The CSS selector is consistent with the xpath() method except for the syntax of the selector part. All returned objects are SelectorList objects.
Like the Selector object, this object also has its own instance methods, such as xpath(), css(), getall(), get(), re()_ First (), and attrib attribute.
Another thing to note is that the get() method has an alias extract_first() is also often used by the driver.
When using the get() method, if the tag is not found, you can judge whether it is None (yes, return True), or provide a default value.
# Judge whether it is None response.xpath("//a[@class='blogs-title']/@title").get() is None # Provide a default value >>> response.xpath("//a[@class='blogs-title']/@title").get(default =' no data ') 'No data'
The above title attribute can also be obtained with the attrib attribute of the object instead of @ title. The following code will obtain all the attributes of the first matched element.

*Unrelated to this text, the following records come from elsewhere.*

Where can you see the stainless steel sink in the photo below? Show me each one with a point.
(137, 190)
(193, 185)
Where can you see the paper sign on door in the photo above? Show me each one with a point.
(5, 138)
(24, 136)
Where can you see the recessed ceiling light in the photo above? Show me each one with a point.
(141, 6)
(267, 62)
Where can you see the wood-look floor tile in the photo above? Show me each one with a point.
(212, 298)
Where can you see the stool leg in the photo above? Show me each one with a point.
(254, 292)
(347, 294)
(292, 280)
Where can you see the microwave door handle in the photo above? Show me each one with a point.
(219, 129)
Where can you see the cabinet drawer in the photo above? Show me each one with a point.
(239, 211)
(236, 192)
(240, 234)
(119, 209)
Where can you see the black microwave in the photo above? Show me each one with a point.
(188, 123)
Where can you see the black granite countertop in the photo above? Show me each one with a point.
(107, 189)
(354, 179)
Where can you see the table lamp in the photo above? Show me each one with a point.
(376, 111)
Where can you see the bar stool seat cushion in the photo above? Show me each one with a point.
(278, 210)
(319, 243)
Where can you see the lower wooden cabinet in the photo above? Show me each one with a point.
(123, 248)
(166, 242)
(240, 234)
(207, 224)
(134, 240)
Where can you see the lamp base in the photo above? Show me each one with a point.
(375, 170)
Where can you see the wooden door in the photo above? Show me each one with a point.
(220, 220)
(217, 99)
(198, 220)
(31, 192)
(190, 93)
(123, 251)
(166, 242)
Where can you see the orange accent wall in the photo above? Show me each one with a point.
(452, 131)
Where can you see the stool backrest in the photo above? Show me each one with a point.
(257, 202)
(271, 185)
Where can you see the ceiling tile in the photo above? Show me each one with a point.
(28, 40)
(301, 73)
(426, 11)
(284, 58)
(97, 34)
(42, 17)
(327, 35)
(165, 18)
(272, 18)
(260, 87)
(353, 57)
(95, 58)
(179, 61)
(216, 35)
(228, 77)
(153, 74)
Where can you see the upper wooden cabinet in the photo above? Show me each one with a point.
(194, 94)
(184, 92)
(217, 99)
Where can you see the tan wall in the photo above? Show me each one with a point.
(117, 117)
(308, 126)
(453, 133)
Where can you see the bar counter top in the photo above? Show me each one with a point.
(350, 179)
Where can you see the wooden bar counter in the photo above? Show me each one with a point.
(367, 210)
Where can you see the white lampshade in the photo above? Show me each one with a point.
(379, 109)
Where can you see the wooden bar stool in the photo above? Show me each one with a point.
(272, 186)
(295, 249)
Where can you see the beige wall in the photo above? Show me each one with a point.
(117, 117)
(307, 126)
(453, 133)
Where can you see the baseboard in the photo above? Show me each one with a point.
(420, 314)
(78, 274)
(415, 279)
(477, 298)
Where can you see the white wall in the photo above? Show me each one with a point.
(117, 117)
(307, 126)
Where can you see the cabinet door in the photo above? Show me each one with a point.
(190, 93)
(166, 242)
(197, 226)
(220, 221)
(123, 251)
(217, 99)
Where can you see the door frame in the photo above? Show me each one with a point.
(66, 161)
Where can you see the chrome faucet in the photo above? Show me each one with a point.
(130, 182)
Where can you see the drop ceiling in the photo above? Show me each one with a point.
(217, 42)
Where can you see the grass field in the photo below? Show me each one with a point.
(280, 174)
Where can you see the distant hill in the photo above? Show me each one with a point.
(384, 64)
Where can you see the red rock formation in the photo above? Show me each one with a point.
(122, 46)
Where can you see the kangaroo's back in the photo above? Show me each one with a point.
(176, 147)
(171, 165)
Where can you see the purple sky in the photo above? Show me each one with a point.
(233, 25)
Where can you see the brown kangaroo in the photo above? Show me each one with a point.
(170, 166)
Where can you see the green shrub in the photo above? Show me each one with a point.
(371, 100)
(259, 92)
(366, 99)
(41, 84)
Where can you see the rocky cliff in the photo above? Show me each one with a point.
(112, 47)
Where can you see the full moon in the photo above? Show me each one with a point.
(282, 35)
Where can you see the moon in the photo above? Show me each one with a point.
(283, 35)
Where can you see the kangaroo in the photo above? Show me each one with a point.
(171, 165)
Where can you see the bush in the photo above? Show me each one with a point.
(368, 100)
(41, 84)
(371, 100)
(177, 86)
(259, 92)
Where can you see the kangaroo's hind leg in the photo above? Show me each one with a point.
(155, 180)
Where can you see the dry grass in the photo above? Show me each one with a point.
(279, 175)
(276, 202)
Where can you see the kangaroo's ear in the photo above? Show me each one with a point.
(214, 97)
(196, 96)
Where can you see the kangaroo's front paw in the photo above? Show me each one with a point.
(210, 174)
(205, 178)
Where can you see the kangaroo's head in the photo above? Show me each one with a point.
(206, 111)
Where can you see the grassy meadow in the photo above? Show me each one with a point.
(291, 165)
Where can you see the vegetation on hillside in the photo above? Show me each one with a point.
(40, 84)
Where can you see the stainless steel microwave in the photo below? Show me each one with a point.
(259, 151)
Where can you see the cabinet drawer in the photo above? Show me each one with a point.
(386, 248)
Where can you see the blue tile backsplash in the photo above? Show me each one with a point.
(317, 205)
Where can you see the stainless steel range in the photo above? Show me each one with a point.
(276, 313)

>>> response.xpath("//a[@class='blogs-title two-line']").attrib
CSS selectors note the following
CSS selectors do not support selecting text nodes or attribute values, so the following extended writing methods are derived.
- Select the label text, using:: text;
- Select the attribute value using:: attr(attr_name).
The test code is as follows:
>>> response.css("a.two-line::text") >>> response.css("a.two-line::attr(title)")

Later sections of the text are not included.